To fix that, you might collect the palindromes into another set/list/collection and leave numbers unchanged.
Alternatively iterate backwards, i.e. for( i = numbers.size(); i >= 0; i--).
A thirds option would be to use an iterator, e.g. for( Iterator<Integer> itr = numbers.iterator(); itr.hasNext(); ) { ... } and then itr.next() and itr.remove().
Btw, you might want to use for a foreach loop whenever the value of i is not relevant, e.g. for(Integer number : numbers )
Edit: changed the example from 10,11,12 to 65,66,67 to reduce confusion.
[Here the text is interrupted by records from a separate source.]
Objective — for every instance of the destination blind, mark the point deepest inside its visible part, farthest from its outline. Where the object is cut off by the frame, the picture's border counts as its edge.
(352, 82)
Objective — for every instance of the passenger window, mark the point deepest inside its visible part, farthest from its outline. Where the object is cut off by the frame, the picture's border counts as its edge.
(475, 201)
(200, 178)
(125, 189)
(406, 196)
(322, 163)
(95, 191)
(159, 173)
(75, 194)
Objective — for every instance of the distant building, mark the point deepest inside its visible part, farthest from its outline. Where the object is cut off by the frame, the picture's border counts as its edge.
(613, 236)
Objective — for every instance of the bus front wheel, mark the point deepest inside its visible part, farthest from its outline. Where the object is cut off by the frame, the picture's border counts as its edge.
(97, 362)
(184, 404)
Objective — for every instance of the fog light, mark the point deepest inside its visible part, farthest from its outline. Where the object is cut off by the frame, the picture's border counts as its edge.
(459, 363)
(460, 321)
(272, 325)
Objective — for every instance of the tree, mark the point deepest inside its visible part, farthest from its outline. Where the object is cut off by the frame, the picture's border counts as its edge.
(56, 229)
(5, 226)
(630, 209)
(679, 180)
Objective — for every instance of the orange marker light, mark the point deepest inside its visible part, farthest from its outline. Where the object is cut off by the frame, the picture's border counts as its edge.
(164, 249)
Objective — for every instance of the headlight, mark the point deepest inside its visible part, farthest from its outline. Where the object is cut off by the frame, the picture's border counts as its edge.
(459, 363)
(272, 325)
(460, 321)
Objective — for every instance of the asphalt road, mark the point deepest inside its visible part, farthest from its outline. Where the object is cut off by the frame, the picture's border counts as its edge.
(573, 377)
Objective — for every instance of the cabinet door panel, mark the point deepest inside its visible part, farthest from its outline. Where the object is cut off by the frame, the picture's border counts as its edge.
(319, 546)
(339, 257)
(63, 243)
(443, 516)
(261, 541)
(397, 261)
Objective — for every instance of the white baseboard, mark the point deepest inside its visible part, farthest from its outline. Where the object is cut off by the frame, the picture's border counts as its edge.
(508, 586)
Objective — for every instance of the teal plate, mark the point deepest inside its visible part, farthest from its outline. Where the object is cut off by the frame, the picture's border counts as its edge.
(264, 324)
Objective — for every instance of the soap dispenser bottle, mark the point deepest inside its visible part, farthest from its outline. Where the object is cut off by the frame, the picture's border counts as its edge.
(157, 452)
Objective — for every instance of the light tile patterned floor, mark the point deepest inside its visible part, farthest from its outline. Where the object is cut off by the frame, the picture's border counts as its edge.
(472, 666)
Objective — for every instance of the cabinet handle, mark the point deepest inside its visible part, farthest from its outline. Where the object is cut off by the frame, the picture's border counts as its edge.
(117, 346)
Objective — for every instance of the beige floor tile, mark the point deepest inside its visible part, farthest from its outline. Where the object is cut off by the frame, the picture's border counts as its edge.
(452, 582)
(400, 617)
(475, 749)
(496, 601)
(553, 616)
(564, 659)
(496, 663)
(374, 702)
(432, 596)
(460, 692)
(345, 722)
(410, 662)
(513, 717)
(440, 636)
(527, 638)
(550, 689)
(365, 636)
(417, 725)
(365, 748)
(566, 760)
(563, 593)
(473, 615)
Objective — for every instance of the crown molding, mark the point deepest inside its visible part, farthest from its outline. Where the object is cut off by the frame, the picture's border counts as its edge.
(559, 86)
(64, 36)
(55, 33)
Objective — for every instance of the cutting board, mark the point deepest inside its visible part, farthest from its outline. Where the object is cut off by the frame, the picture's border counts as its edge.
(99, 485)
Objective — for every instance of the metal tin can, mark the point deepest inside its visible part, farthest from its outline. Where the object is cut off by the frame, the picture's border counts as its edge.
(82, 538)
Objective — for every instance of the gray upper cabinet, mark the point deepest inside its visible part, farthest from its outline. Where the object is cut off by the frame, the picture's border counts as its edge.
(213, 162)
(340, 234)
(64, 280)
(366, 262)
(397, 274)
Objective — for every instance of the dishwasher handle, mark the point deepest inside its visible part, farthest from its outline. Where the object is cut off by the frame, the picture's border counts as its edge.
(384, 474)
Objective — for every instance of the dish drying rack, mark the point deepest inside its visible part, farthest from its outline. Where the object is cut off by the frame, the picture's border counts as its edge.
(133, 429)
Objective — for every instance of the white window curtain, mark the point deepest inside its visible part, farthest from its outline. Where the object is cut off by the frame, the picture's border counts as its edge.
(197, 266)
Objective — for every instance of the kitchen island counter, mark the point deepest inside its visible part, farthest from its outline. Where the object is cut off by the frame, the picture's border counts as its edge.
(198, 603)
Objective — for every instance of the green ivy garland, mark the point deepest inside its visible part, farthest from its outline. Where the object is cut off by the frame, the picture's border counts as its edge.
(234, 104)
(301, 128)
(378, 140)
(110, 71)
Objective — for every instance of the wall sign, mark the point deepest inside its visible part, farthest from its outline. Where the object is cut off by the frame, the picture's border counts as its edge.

Please note that it's still an example and not necessarily based on your actual data.
Edit 2: I changed the example to something more abstract to avoid (or generate? ;) ) further confusion. Since I can't currently think of a sequence of a non-product palindrome followed by a product palindrome (product here means matching the requirement of being a product of 2 one- or two-digit numbers), I changed it to N,P,*.
I'll restate the point of my potential bug answer: when you iterate forward using indices and remove elements at the current or a lower index, you would skip elements, so don't do that unless you want that exact behavior.